Lihat ke Halaman Asli

Chofifatus Azzahra

Universitas Airlangga

Pentingnya Edukasi Mengenai Bahaya Pernikahan Dini

Diperbarui: 31 Mei 2023   11:15

Kompasiana adalah platform blog. Konten ini menjadi tanggung jawab bloger dan tidak mewakili pandangan redaksi Kompas.

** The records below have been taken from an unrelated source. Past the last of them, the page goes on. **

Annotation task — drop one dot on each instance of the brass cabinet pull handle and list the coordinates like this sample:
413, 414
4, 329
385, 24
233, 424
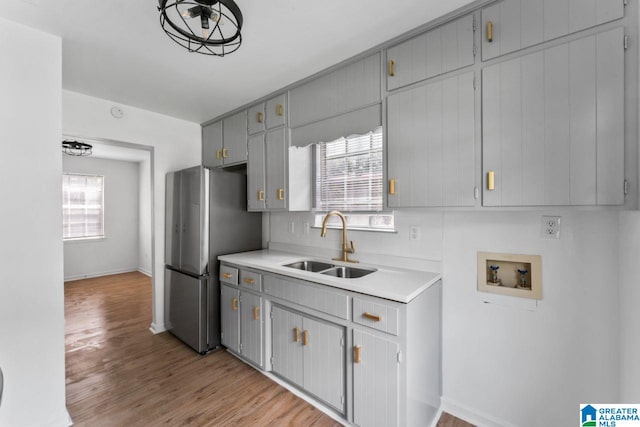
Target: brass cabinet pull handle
373, 317
491, 180
392, 187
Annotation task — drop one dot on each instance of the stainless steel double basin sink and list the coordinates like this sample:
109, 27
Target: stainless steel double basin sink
344, 272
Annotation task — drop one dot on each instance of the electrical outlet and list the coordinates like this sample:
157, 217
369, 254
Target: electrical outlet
414, 232
550, 227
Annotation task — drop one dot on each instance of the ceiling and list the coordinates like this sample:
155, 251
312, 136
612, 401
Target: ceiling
116, 49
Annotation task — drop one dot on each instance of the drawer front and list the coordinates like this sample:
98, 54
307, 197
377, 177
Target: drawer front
229, 275
250, 280
320, 299
376, 315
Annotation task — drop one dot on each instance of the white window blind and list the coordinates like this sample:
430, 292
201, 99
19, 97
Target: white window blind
82, 206
349, 173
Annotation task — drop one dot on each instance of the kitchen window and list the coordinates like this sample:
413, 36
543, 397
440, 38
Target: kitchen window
349, 174
82, 206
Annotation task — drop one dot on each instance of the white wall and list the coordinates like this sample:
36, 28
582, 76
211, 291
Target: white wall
177, 145
144, 226
504, 361
118, 251
31, 289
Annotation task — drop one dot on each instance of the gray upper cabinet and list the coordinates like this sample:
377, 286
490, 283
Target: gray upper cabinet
438, 51
256, 174
553, 125
340, 91
256, 119
234, 132
511, 25
212, 145
276, 111
267, 115
431, 144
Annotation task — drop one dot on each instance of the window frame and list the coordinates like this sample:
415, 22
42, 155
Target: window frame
102, 234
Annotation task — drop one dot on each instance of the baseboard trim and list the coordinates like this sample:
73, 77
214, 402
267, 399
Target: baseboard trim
471, 415
157, 329
145, 272
101, 274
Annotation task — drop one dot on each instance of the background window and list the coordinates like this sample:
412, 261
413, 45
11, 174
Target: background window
349, 173
82, 206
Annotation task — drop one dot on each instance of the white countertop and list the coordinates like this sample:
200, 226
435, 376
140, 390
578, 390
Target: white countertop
395, 284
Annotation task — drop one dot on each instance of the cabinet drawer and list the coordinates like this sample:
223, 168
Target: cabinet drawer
250, 280
308, 295
376, 315
229, 275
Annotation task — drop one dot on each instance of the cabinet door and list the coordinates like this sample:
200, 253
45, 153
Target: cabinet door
256, 118
251, 327
235, 138
438, 51
517, 24
256, 174
375, 381
276, 173
212, 145
345, 89
553, 125
286, 336
276, 111
431, 144
230, 317
324, 361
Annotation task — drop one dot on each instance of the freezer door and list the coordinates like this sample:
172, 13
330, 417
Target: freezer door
186, 306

Ilmu Sosbud dan Agama. Sumber ilustrasi: PEXELS

Undang-undang No. 1 tahun 1974 tentang perkawinan yang menyebutkan bahwa anak dianggap remaja bila sudah cukup matang untuk menikah yaitu pada usia 16 tahun untuk anak perempuan dan 19 tahun untuk anak laki-laki. Tetapi peraturan tersebut diubah menjadi undang-undang No. 16 tahun 2019 yang mengatur bahwa perkawinan hanya diizinkan jika pihak pria dan wanita sudah mencapai umur 19 tahun. Pernikahan dini terjadi jika pernikahan dilaksanakan pada usia yang melanggar aturan undang-undang perkawinan yaitu pria dan wanita kurang dari 19 tahun. Meskipun peraturan tersebut sudah diberlakukan, kasus perkawinan anak di Indonesia sudah sangat mengkhawatirkan. Dari data pengadilan agama atas permohonan dispensasi perkawinan usia anak, pada tahun 2021 tercatat 65 ribu kasus dan tahun 2022 tercatat 55 ribu pengajuan.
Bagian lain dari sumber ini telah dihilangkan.